С обычною сжатостью и толковостью княжеский секретарь передал все главное, что было после пожара. Горькая участь двух православных пастырей настолько поразила Курбского, что весть об отъезде Маруси Биркиной вызвала у него только подавленный вздох.
— Сейчас же как прибудем в замок, сажусь за стол и пишу к ней, — заключил свое повествование рассказчик.
— Это зачем? — всполошился Курбский.
— Как зачем! Она слово с меня взяла тотчас отписать ей, если отыщу вас живым или мертвым.
— Хорошо; так напишите ей, что вы нашли одни мои кости.
— Но ведь вы же, слава Богу, живы?
— Жив, но не для нее: для нее я умер.
— Ничего, право, в толк не возьму!
— Больше ничего не могу сказать вам. Оставьте панну Биркину, пожалуйста, в покое! Вам же, пане, еще раз скажу самое теплое спасибо; и для меня, поверьте, не будет большего удовольствия, как точно также спасти когда-либо и вас от такой опасности.
— А мне — доставить вам к тому случай, — был любезный ответ.
Глава двадцать седьмая
ИСПОВЕДЬ КУРБСКОГО
Царевич принял своего восставшего из мертвых гайдука буквально с распростертыми объятиями он прижал его к сердцу и троекратно поцеловал.
— Прежнего верного гайдука у меня, правда, уже нет, — сказал он, — но зато я обрел нового друга и товарища, столь же верного и дорогого, который не отступится от меня ни в счастье, ни в невзгоде… Так ведь?
— Отступиться не отступлюсь, как всякий верный слуга. Но ужели, государь, и ты дал тоже веру этому лгуну Юшке, будто я княжеского рода?..
— А будто нет? Гляди-ка мне прямо в очи. Царевич повернул его за плечи лицом к свету.
Курбский должен был опустить взор.
— Перед тобою, государь, не стану уже напрасно отпираться, — заговорил он и глубоко вздохнул, — поведаю тебе всю правду-истину. Но сам ты, чаю, согласишься тогда, что лучше не поминать мне моего роду-племени, лучше оставаться простым гайдуком.

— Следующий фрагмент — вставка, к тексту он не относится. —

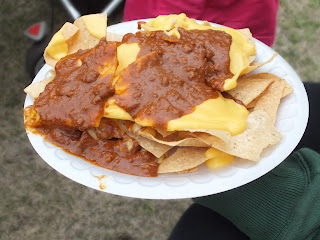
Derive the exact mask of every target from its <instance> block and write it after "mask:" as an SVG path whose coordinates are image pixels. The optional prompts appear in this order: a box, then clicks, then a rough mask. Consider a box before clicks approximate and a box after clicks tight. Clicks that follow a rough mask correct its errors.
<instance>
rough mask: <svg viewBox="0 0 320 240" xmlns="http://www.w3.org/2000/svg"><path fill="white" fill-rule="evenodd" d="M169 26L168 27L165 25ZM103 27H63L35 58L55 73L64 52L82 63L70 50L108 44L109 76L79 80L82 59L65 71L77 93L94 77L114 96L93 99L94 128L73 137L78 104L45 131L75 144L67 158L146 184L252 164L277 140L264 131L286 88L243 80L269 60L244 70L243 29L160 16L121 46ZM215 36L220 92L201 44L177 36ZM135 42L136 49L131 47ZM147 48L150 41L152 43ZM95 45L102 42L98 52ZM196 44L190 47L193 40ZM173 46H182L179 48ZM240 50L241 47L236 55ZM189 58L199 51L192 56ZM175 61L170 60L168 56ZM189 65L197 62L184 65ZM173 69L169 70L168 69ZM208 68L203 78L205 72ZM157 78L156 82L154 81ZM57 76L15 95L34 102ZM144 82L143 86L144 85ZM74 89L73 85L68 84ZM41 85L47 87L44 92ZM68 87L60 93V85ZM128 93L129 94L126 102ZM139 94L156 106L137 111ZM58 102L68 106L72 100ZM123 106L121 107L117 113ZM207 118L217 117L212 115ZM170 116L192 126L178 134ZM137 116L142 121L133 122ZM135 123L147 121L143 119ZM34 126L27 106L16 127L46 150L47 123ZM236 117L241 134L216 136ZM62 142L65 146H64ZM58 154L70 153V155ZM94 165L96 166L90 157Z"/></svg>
mask: <svg viewBox="0 0 320 240" xmlns="http://www.w3.org/2000/svg"><path fill="white" fill-rule="evenodd" d="M174 19H175V21H173V20H174ZM160 20H161V21H160ZM106 21H107V16H106V15H103V14H97V15H87V16H83V17H81V18H79V19H77V20H76V21H75V22H74V23H73V24H71V23H66V24H65V25H64V26H63V27H62V28H61V29H60V30H59V32H58V34H57V35H56V37H54V38H53V40H52V42H51V45H50V44H49V46H48V48H47V50H46V51H45V53H44V56H45V60H46V62H47V64H49V65H51V66H55V65H56V63H57V62H58V61H60V62H59V64H60V65H62V63H64V61H66V59H67V58H63V56H64V54H65V55H66V56H69V55H70V54H72V53H75V56H77V55H78V54H83V52H82V51H79V52H78V50H85V49H95V48H96V46H97V44H98V43H99V42H100V44H102V45H103V46H104V44H111V42H112V44H117V45H116V46H117V53H116V54H117V55H115V56H113V58H116V59H117V61H118V65H117V66H115V65H114V64H113V65H112V71H111V70H110V69H109V67H108V66H109V64H108V63H106V64H105V65H104V67H103V69H100V68H99V69H98V71H97V70H96V69H91V70H92V71H89V70H88V69H86V70H85V71H84V72H83V73H82V72H81V69H83V66H82V65H86V66H87V65H90V61H92V60H90V59H84V58H79V59H81V61H78V62H77V63H73V64H74V66H76V67H77V68H79V69H78V70H79V72H80V73H81V74H79V77H80V78H81V79H83V80H81V81H82V82H85V83H84V84H88V85H87V86H90V85H89V84H90V82H91V81H96V80H95V79H99V81H103V77H104V76H106V75H108V74H112V76H113V77H112V81H110V82H108V84H109V85H108V87H109V88H110V89H112V88H114V92H115V93H114V95H112V96H110V97H108V98H107V99H106V100H103V101H105V102H104V104H102V105H101V106H102V110H101V109H100V110H101V112H102V116H101V117H100V119H98V120H97V119H96V120H95V122H94V125H90V122H88V123H87V125H86V126H88V127H87V128H86V129H83V128H81V126H82V121H83V118H82V116H81V115H80V113H81V114H83V112H85V111H87V107H86V106H82V107H81V108H82V109H79V106H80V105H79V106H78V108H77V106H76V107H74V109H73V110H72V113H71V112H70V114H69V115H70V116H69V118H70V119H69V120H68V121H67V125H66V126H64V127H63V129H60V130H59V128H58V130H55V127H57V124H56V125H55V126H54V127H51V128H50V129H51V130H50V131H53V130H52V129H54V131H60V134H62V135H63V134H64V133H65V134H66V135H68V136H72V139H73V140H72V141H75V139H77V141H75V142H77V144H83V145H81V147H83V148H87V149H86V150H85V151H84V153H82V152H81V154H84V155H81V154H80V153H79V151H78V150H72V151H76V152H73V153H74V154H78V155H80V156H82V157H84V158H86V159H87V160H90V161H94V162H95V163H97V164H99V165H101V166H103V167H106V168H110V169H113V170H116V171H120V172H125V173H129V174H134V175H140V176H155V175H154V174H157V173H159V174H163V173H188V172H192V171H196V170H197V167H198V166H199V165H201V164H203V163H205V162H206V161H208V162H207V165H208V166H209V167H211V168H213V169H215V168H218V167H222V166H225V165H228V164H230V163H231V162H232V160H233V158H234V157H239V158H244V159H248V160H251V161H258V160H259V158H260V156H261V153H262V151H263V150H264V149H265V148H266V147H268V146H270V145H274V144H277V143H278V142H279V141H280V139H281V134H280V133H279V132H278V131H277V130H276V129H275V127H274V123H275V121H276V116H277V110H278V107H279V104H280V102H281V99H282V98H283V97H285V96H287V95H288V94H290V93H291V92H292V91H293V89H292V88H291V87H290V85H289V84H288V83H287V82H286V81H285V80H283V79H281V78H279V77H278V76H275V75H273V74H270V73H258V74H251V75H249V74H248V73H250V72H251V71H252V70H254V69H256V68H258V67H261V66H263V65H264V64H267V63H269V62H271V61H272V60H273V59H274V58H275V57H276V54H275V55H274V56H273V57H272V58H271V59H269V60H268V61H266V62H264V63H255V62H253V60H254V58H255V48H254V41H253V38H252V35H251V33H250V31H249V30H248V29H243V30H238V31H237V30H234V29H229V28H224V29H221V28H212V27H211V26H210V24H209V25H208V24H203V25H200V24H198V23H196V22H195V21H194V20H192V19H189V18H187V17H186V16H185V15H181V14H180V15H169V16H162V17H161V18H156V19H154V20H152V21H150V22H149V23H144V24H142V28H143V29H144V31H141V32H140V33H137V34H136V35H130V36H126V37H124V38H123V36H121V35H119V34H115V33H111V32H107V27H106ZM179 28H180V30H179ZM181 29H183V30H181ZM217 30H218V31H224V32H225V33H223V34H222V35H223V36H227V35H230V36H231V37H230V36H229V38H228V39H231V42H230V45H229V48H230V49H229V53H230V62H231V63H230V66H227V68H229V69H230V72H231V74H232V76H231V75H230V76H229V75H228V74H226V75H225V76H224V75H223V74H222V75H221V76H222V77H224V82H222V84H221V83H219V84H217V83H213V84H211V83H212V79H214V78H215V77H216V75H217V72H216V71H218V70H217V69H219V67H221V66H218V65H216V66H214V64H215V61H218V60H219V59H215V60H214V61H213V60H212V59H213V57H212V56H211V57H210V54H208V52H207V54H203V52H204V51H208V49H206V47H204V46H203V45H202V43H201V42H199V45H195V44H196V43H191V45H192V44H193V45H192V46H191V45H190V39H188V37H186V36H188V34H191V33H192V34H194V36H198V35H197V34H200V35H201V34H202V33H206V34H215V32H214V31H217ZM188 31H189V32H188ZM219 34H221V33H219ZM209 36H213V35H209ZM130 37H131V40H130ZM136 38H137V39H140V40H141V39H142V40H141V41H140V40H139V41H138V40H137V39H136ZM151 38H154V39H156V40H157V41H159V42H160V41H162V43H161V44H160V43H159V42H153V45H151V47H150V46H147V45H146V44H145V43H146V42H148V41H149V40H150V39H151ZM128 39H129V40H128ZM154 39H152V41H155V40H154ZM101 41H105V42H106V43H104V42H102V43H101ZM150 41H151V40H150ZM197 41H200V40H198V39H197ZM116 42H118V43H116ZM132 42H133V43H132ZM178 44H183V45H181V46H182V47H179V45H178ZM212 44H213V43H212ZM225 44H227V43H225ZM100 46H101V45H100ZM155 46H156V47H155ZM164 46H165V47H164ZM176 46H178V47H177V49H179V51H180V50H181V49H184V50H183V51H181V52H179V51H177V50H176V48H175V47H176ZM240 46H243V48H241V47H240ZM153 47H154V48H155V49H156V50H155V49H153ZM207 47H208V46H207ZM149 48H150V49H152V50H150V49H149ZM159 49H160V50H159ZM196 49H201V51H198V50H196ZM148 51H149V52H148ZM157 51H159V52H157ZM166 51H168V52H170V51H171V52H170V54H171V55H174V57H170V54H168V52H166ZM175 51H176V52H175ZM223 51H225V49H224V50H223ZM183 52H187V55H183V54H185V53H183ZM86 54H89V52H86ZM89 55H90V54H89ZM89 55H88V56H89ZM177 55H178V56H179V57H180V60H179V59H178V58H177V57H176V56H177ZM190 56H193V57H194V58H197V59H198V60H199V59H200V60H199V61H198V62H192V61H191V60H190V59H191V57H190ZM175 57H176V58H175ZM239 57H241V59H239ZM188 58H190V59H188ZM75 59H76V58H75ZM240 60H241V61H240ZM189 61H190V62H189ZM114 62H115V61H114ZM164 62H165V63H164ZM166 63H167V65H166ZM208 63H209V64H212V66H213V67H212V66H211V68H210V66H209V67H208V65H205V64H208ZM59 64H58V65H59ZM174 64H176V65H174ZM179 64H180V65H179ZM102 65H103V64H102ZM173 65H174V66H175V67H174V68H170V66H173ZM220 65H221V64H220ZM65 66H67V65H65ZM153 67H155V68H156V70H155V71H152V75H150V72H148V71H149V69H151V68H153ZM197 67H198V68H197ZM205 69H206V70H205ZM208 69H211V70H210V71H211V72H210V71H209V70H208ZM204 70H205V71H204ZM143 71H147V72H146V73H144V75H142V76H143V79H141V76H140V75H141V73H143ZM164 73H165V74H164ZM195 73H196V74H195ZM99 74H100V75H99ZM164 75H166V76H165V77H163V76H164ZM77 76H78V75H77ZM108 76H110V75H108ZM221 76H220V78H221ZM59 77H60V78H61V76H57V77H56V76H55V72H52V77H50V78H47V79H44V80H42V81H41V82H38V83H34V84H31V85H30V86H28V87H27V88H26V89H25V92H26V93H28V94H29V95H30V96H32V97H33V98H34V99H36V103H37V102H38V101H40V100H41V99H40V100H39V98H42V99H43V98H44V97H45V96H46V94H47V93H46V91H47V87H46V86H47V84H48V83H49V82H51V81H53V82H54V81H57V79H59ZM209 77H211V80H210V81H211V82H210V84H209V85H210V86H211V87H212V88H213V89H214V91H212V89H211V88H209V87H208V86H204V88H203V89H205V91H202V92H201V91H200V92H197V88H194V89H192V88H191V87H189V85H187V81H191V85H190V86H192V87H193V86H194V84H195V82H196V81H199V84H205V82H206V83H208V82H207V79H205V78H209ZM160 78H161V79H163V80H162V81H161V82H159V83H158V82H157V81H158V79H160ZM128 79H129V80H130V81H128ZM145 79H147V80H148V81H145ZM188 79H189V80H188ZM182 80H183V81H182ZM202 80H203V81H202ZM81 81H77V84H78V82H81ZM105 81H107V80H105ZM108 81H109V80H108ZM79 84H80V83H79ZM81 84H82V83H81ZM147 84H154V85H152V86H154V89H153V88H150V87H149V88H147ZM192 84H193V85H192ZM197 84H198V82H197ZM49 85H51V86H53V84H49ZM49 85H48V86H49ZM171 85H172V86H173V87H172V88H171V89H170V88H169V89H168V90H167V92H164V91H162V89H161V88H163V89H164V88H165V87H167V86H171ZM186 86H187V87H186ZM199 86H200V85H199ZM215 87H216V88H215ZM48 88H49V87H48ZM69 88H70V86H68V89H69ZM88 88H90V87H88ZM94 88H95V89H88V94H93V95H97V96H98V97H97V98H94V100H92V101H97V102H99V101H102V100H101V99H102V97H103V96H102V95H101V96H102V97H100V95H99V92H100V91H102V90H101V89H99V87H97V86H95V87H94ZM182 88H185V89H186V91H185V92H183V91H182V92H179V91H178V90H179V89H182ZM198 88H200V87H198ZM137 89H138V90H139V91H137ZM150 89H151V90H150ZM188 89H189V91H188ZM190 89H191V90H190ZM63 90H64V89H59V86H58V87H57V89H55V90H52V93H51V95H52V94H53V93H55V94H57V95H59V94H62V95H63V94H64V92H63ZM69 90H70V89H69ZM225 90H228V91H226V93H227V95H223V94H221V93H220V92H223V91H225ZM72 91H77V87H76V86H75V88H74V89H71V91H69V92H72ZM90 91H91V92H90ZM143 91H146V92H143ZM148 91H149V92H148ZM161 91H162V92H161ZM42 92H44V94H43V96H42V95H40V93H42ZM69 92H68V94H69ZM109 92H110V91H109ZM131 92H132V95H130V94H131ZM160 93H161V94H164V95H168V96H170V98H167V99H166V98H164V96H158V95H159V94H160ZM207 93H210V94H209V95H208V97H207V99H202V100H201V101H200V102H196V105H195V106H191V107H190V109H192V110H189V112H184V109H183V107H181V106H183V104H186V103H190V102H191V98H190V97H194V98H195V99H196V98H200V97H202V95H204V94H207ZM216 93H217V94H216ZM139 94H140V95H139ZM143 94H144V95H143ZM51 95H50V97H53V98H55V97H56V96H55V95H54V94H53V95H52V96H51ZM141 95H142V96H143V98H149V99H151V100H152V98H154V99H157V100H152V101H149V102H146V101H144V100H143V98H142V100H143V101H144V102H143V101H142V100H139V97H141ZM128 96H130V97H131V98H129V97H128ZM177 96H178V97H177ZM224 96H226V97H224ZM56 98H58V97H56ZM227 98H228V99H227ZM70 99H72V94H70ZM128 99H129V100H128ZM215 99H220V100H222V101H225V102H228V104H230V106H232V107H236V108H231V107H229V105H228V104H226V105H221V104H222V103H220V102H219V101H217V100H215ZM124 100H126V101H127V102H126V104H122V105H121V101H122V103H123V102H125V101H124ZM161 101H162V103H165V104H167V106H168V108H167V110H166V109H161V111H160V112H157V110H158V109H157V108H156V107H155V106H157V104H159V102H161ZM207 101H208V102H210V101H211V102H215V103H214V104H213V103H209V105H208V106H209V107H208V106H207V107H206V108H205V110H199V109H201V107H200V106H202V107H203V106H204V104H203V103H206V102H207ZM68 102H72V100H70V101H68ZM66 104H67V103H66ZM91 104H92V102H91ZM139 104H146V105H147V104H150V106H151V107H150V108H148V109H143V108H142V110H141V109H140V110H141V111H140V112H139V111H136V112H134V111H131V110H132V109H135V108H137V106H138V105H139ZM35 105H36V104H35ZM128 105H130V107H127V106H128ZM210 106H211V107H210ZM232 109H240V110H239V112H237V111H238V110H237V111H235V110H232ZM179 111H180V112H179ZM215 111H218V112H217V113H216V114H215ZM228 111H229V112H230V113H228ZM172 112H175V114H176V115H175V117H174V118H172V119H171V120H175V121H176V120H177V119H178V120H179V119H182V118H183V117H185V116H188V115H190V116H196V117H195V118H194V117H193V118H192V119H193V120H192V121H189V122H188V121H187V122H186V123H184V124H185V126H184V127H182V128H181V127H179V128H174V129H170V128H169V127H168V126H169V122H170V121H171V120H170V118H169V117H170V116H171V115H170V113H172ZM195 113H196V114H195ZM227 113H228V114H227ZM66 114H68V113H66ZM192 114H193V115H192ZM197 114H198V115H197ZM232 114H235V115H237V116H234V115H232ZM240 115H241V116H240ZM95 116H96V115H95ZM97 116H98V115H97ZM141 116H144V118H142V120H141ZM145 116H148V118H146V117H145ZM155 116H156V117H155ZM199 116H200V117H199ZM217 116H219V117H217ZM42 118H43V116H42V117H41V115H39V113H38V112H37V106H36V107H35V106H32V107H29V108H27V109H26V110H25V119H26V120H25V125H26V128H28V129H32V128H33V129H36V130H38V133H39V131H40V134H42V135H44V137H45V138H46V139H49V141H50V140H51V141H53V140H52V139H53V138H54V137H53V135H50V134H51V132H50V131H49V130H46V126H47V125H46V124H48V122H49V121H44V120H43V119H42ZM166 118H169V120H170V121H169V120H166ZM237 118H239V119H241V121H242V122H244V124H242V123H241V124H242V128H241V129H240V130H239V129H238V130H237V131H235V132H232V131H231V130H230V129H228V128H224V127H221V126H222V125H224V124H225V123H226V122H227V120H228V121H229V122H231V123H232V125H233V126H237V127H239V125H240V122H241V121H240V120H238V119H237ZM74 119H76V120H74ZM86 119H87V120H88V121H89V120H90V119H91V118H90V117H88V118H86ZM31 120H32V121H36V122H40V123H41V121H42V123H45V124H44V125H43V126H42V125H41V126H40V128H37V127H38V126H39V125H32V123H31V122H32V121H31ZM160 120H161V121H160ZM218 120H219V121H220V123H219V124H218V125H219V127H217V125H215V126H214V125H212V124H207V125H204V124H201V122H206V121H207V122H212V121H218ZM30 121H31V122H30ZM73 121H75V122H77V124H78V125H79V127H78V128H76V129H69V128H70V127H73V125H74V124H73ZM166 121H167V122H166ZM164 123H167V124H164ZM204 126H206V127H204ZM210 126H211V127H210ZM212 126H213V127H212ZM66 127H67V128H66ZM79 130H80V132H81V134H80V133H79ZM79 134H80V135H79ZM66 139H67V140H68V138H66ZM67 140H64V141H67ZM59 141H60V140H59ZM59 141H58V142H54V143H55V144H57V145H60V146H62V147H64V145H63V144H62V143H61V142H62V141H60V142H59ZM68 141H70V140H68ZM213 148H214V149H215V150H214V151H215V152H216V153H218V156H219V159H218V160H216V161H215V160H213V159H211V158H210V157H208V156H210V154H209V155H208V154H206V153H208V152H210V151H211V150H210V149H213ZM110 149H111V150H110ZM67 150H68V151H70V152H72V151H71V150H70V149H67ZM77 151H78V152H77ZM112 151H114V152H112ZM219 153H221V154H219ZM97 156H98V159H97V158H96V157H97ZM233 156H234V157H233ZM150 172H153V173H152V174H153V175H150ZM148 174H149V175H148Z"/></svg>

— Говори, друг, говори. Но ты еле, вижу, на ногах стоишь. Садись тут; вот так. А я сяду рядом. Ну, что же? Я слушаю.
— Что родитель мой, точно, был никто иной, как князь Андрей Михайлович Курбский, первый военачальник и любимец, а потом первый заклятый недруг твоего, государь, родителя, царя Ивана Васильевича — этого скрывать мне уже нечего. Из-за чего у них разлад вышел, за кем больше правоты либо вины было — не нам с тобой, детям их, судить: оба они предстали уже пред Верховным Судьей своим. Но покойный родитель мой при жизни своей еще понес жестокую расплату за свою якобы «измену» царю и отчизне: король польский Стефан Баторий чинил ему, чужеземцу, всякие напраслины и обиды, и тем горше скорбел душой отец по своему русскому царю, который, бывало, отличал его так перед прочими царедворцами; тем пуще тосковал он по своей родной матушке Руси, что не смел вернуться восвояси. А в отцовской вере, в православном законе он оставался непоколебим и тверд до последнего издыхания.
— Но женат он был, сколько мне ведомо, на католичке-полячке? — заметил Димитрий.
— Женат он был дважды и оба раза на полячках: первой женой его была Марья Юрьевна Голшанская, второй — Александра Петровна Семашко. От первой он не имел детей; от второй нас родилось трое: дочь и два сына. Скорбно мне, государь, говорить против собственной матери своей, противу брата! Уволь же от многих слов… Был у отца один родственник, слуга и друг верный, впоследствии времени городничий луцкий, Кирилл Зубцовский. Завещал ему отец на смертном одре своем пещись о его малолетках-детях; завещал наблюсти, чтобы взросли в отцовской вере, в любви к отчизне предков — к Руси. Потщился Зубцовский выполнить завет господина и друга по мере сил своих; но… не все то в наших силах, чего тщимся! Настолько родитель мой был строг в правилах восточной церкви, настолько он был русский душою, настолько же матушка моя была строгая католичка и полячка. Старшие и любимые дети ее: дочь Марина и сын Димитрий…
— Как? Как ты назвал их: Марина и Димитрий? — перебил царевич.
— Да, государь.
— Дивное дело: точно как мы с дочерью пана воеводы Мнишка!.. Но говори дальше, что было с твоими сестрой да братом?